The findings could undermine the usefulness of EMR data not just in research studies but also for patient care. “If the EMR lacks relevant symptom information, it has implications for patient care, including communication errors and poor representation of the patient’s reported problems," the researchers wrote.
Most U.S. hospitals have already adopted certified EMRs, data from HHS' Office of the National Coordinator for Health IT shows. Yet physicians have been reporting a wide range of issues with EMR use, particularly with the amount of time it takes them to input data into the system.

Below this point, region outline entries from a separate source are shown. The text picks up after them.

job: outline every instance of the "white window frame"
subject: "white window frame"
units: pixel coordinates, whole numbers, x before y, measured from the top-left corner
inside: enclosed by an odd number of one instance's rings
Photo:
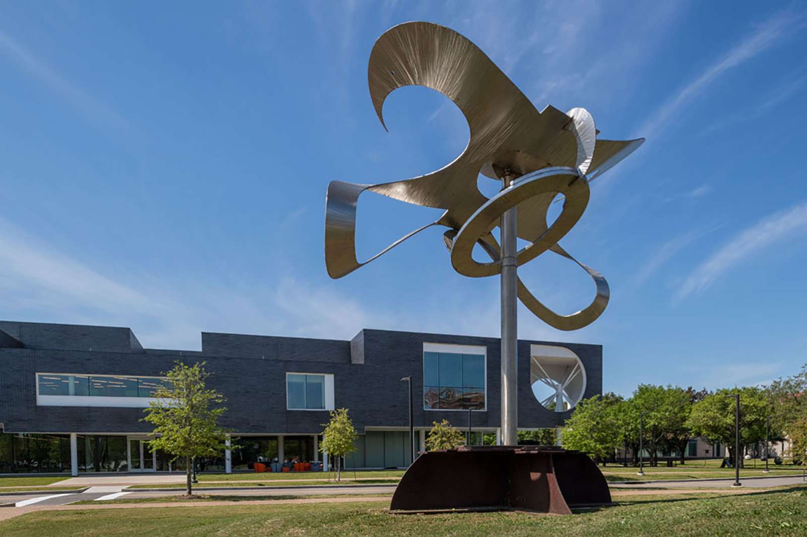
[[[420,373],[423,375],[423,410],[429,412],[468,412],[461,408],[427,408],[426,407],[426,352],[450,352],[453,354],[481,354],[485,357],[485,406],[474,409],[471,412],[487,411],[487,347],[485,345],[455,345],[454,343],[437,343],[424,342],[420,354]]]
[[[320,375],[324,377],[324,403],[325,408],[290,408],[289,407],[289,375]],[[325,412],[335,410],[337,406],[333,394],[333,373],[320,373],[313,371],[286,371],[286,410],[295,412]]]
[[[40,375],[67,375],[75,377],[126,377],[128,378],[158,378],[148,375],[126,375],[119,373],[77,373],[38,372],[34,376],[34,389],[36,393],[37,406],[106,406],[111,408],[148,408],[152,401],[157,398],[107,397],[103,395],[40,395]]]

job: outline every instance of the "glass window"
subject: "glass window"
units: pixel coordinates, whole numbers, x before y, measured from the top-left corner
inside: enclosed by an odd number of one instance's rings
[[[462,355],[462,386],[484,389],[485,356],[481,354]]]
[[[40,395],[150,398],[160,387],[171,387],[170,381],[165,378],[50,373],[36,377]]]
[[[40,375],[40,395],[88,395],[86,375]]]
[[[427,386],[439,386],[437,353],[423,353],[423,383]]]
[[[0,474],[69,471],[69,435],[0,432]]]
[[[423,353],[423,404],[431,410],[485,408],[485,356]]]
[[[153,398],[160,388],[170,389],[171,381],[167,378],[139,378],[137,379],[137,397]]]
[[[77,441],[79,472],[128,471],[125,436],[78,435]]]
[[[286,377],[288,408],[305,408],[305,375]]]
[[[462,387],[462,355],[440,353],[440,385]]]
[[[90,395],[136,398],[137,379],[131,377],[90,377]]]
[[[305,407],[325,408],[324,376],[305,376]]]
[[[290,373],[286,376],[286,408],[314,410],[325,408],[325,376]]]

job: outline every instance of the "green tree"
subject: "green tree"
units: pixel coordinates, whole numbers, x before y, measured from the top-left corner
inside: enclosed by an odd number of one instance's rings
[[[638,464],[639,456],[639,409],[632,399],[616,402],[612,409],[614,423],[619,434],[619,445],[627,452],[630,451],[631,464]]]
[[[161,449],[174,456],[174,460],[185,457],[189,496],[193,493],[192,460],[220,455],[227,439],[227,431],[219,426],[219,418],[227,410],[220,403],[226,399],[205,387],[210,373],[205,372],[204,364],[176,362],[174,368],[164,373],[169,385],[157,390],[156,399],[148,402],[143,418],[154,426],[151,433],[154,438],[148,443],[152,452]]]
[[[337,481],[342,479],[342,457],[356,451],[356,439],[358,435],[346,408],[330,411],[331,419],[323,423],[325,430],[322,433],[320,451],[332,455],[337,461]]]
[[[433,452],[437,449],[454,449],[465,443],[465,435],[458,430],[451,427],[449,420],[432,422],[432,430],[426,437],[426,450]]]
[[[732,464],[738,459],[742,467],[742,453],[734,452],[735,403],[732,396],[736,393],[740,394],[740,445],[763,439],[767,404],[765,393],[756,387],[718,389],[707,395],[692,406],[687,423],[696,436],[725,444]]]
[[[563,428],[563,448],[590,453],[598,462],[613,456],[621,443],[615,412],[619,402],[606,394],[579,402]]]
[[[519,431],[518,443],[520,444],[537,443],[541,446],[554,446],[555,443],[554,429],[538,429],[537,431]]]
[[[801,422],[807,422],[807,364],[801,371],[788,378],[774,381],[765,388],[768,414],[771,415],[771,438],[794,439],[794,431],[801,431]]]

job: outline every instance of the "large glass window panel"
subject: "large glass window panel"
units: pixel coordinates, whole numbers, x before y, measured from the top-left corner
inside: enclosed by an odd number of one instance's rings
[[[68,435],[0,433],[0,473],[69,471]]]
[[[462,355],[462,386],[479,388],[485,385],[485,357],[481,354]]]
[[[78,469],[81,472],[128,472],[125,436],[79,435]]]
[[[286,403],[290,409],[305,408],[305,375],[286,376]]]
[[[462,355],[454,352],[440,353],[440,387],[462,386]]]
[[[437,352],[423,353],[423,384],[426,386],[440,385],[440,374]]]
[[[137,379],[132,377],[90,377],[90,395],[136,398]]]
[[[325,408],[325,377],[324,375],[305,376],[305,407]]]

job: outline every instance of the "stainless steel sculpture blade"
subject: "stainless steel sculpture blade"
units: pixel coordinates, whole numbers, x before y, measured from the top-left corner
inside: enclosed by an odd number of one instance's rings
[[[536,316],[559,330],[587,326],[605,310],[608,286],[597,271],[563,250],[558,241],[584,212],[589,182],[635,151],[643,139],[597,139],[591,114],[583,108],[567,113],[547,106],[538,111],[479,48],[460,34],[431,23],[406,23],[376,41],[367,72],[370,99],[384,128],[383,105],[395,90],[406,85],[431,88],[451,99],[470,132],[466,149],[449,164],[417,177],[373,185],[332,181],[325,215],[325,261],[328,274],[342,277],[402,241],[431,226],[449,228],[446,245],[454,269],[474,277],[501,273],[500,250],[491,232],[500,217],[518,206],[516,233],[528,245],[516,253],[519,266],[550,251],[578,264],[594,280],[596,293],[586,308],[560,315],[536,298],[518,280],[518,298]],[[477,188],[479,174],[512,185],[487,198]],[[356,208],[362,193],[445,212],[436,222],[413,230],[365,261],[355,251]],[[551,226],[547,212],[558,194],[563,209]],[[484,245],[491,261],[471,256]]]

Despite the current flaws with EMR data entry, "EMR systems already offer numerous benefits and will ultimately help us unlock what could be the next frontier of medicine—big data analysis, machine learning, and artificial intelligence, all of which depend on a vast but high-quality data set,” Christina Weng with Baylor College of Medicine wrote in an accompanying editorial. “It will certainly be worthwhile to continually improve on these systems and how we use them. After all, an EMR system is only as good as its data.”
The researchers recommended implementing self-report symptom questionnaires in the clinical setting to help counter EMR limitations and enhance overall documentation quality.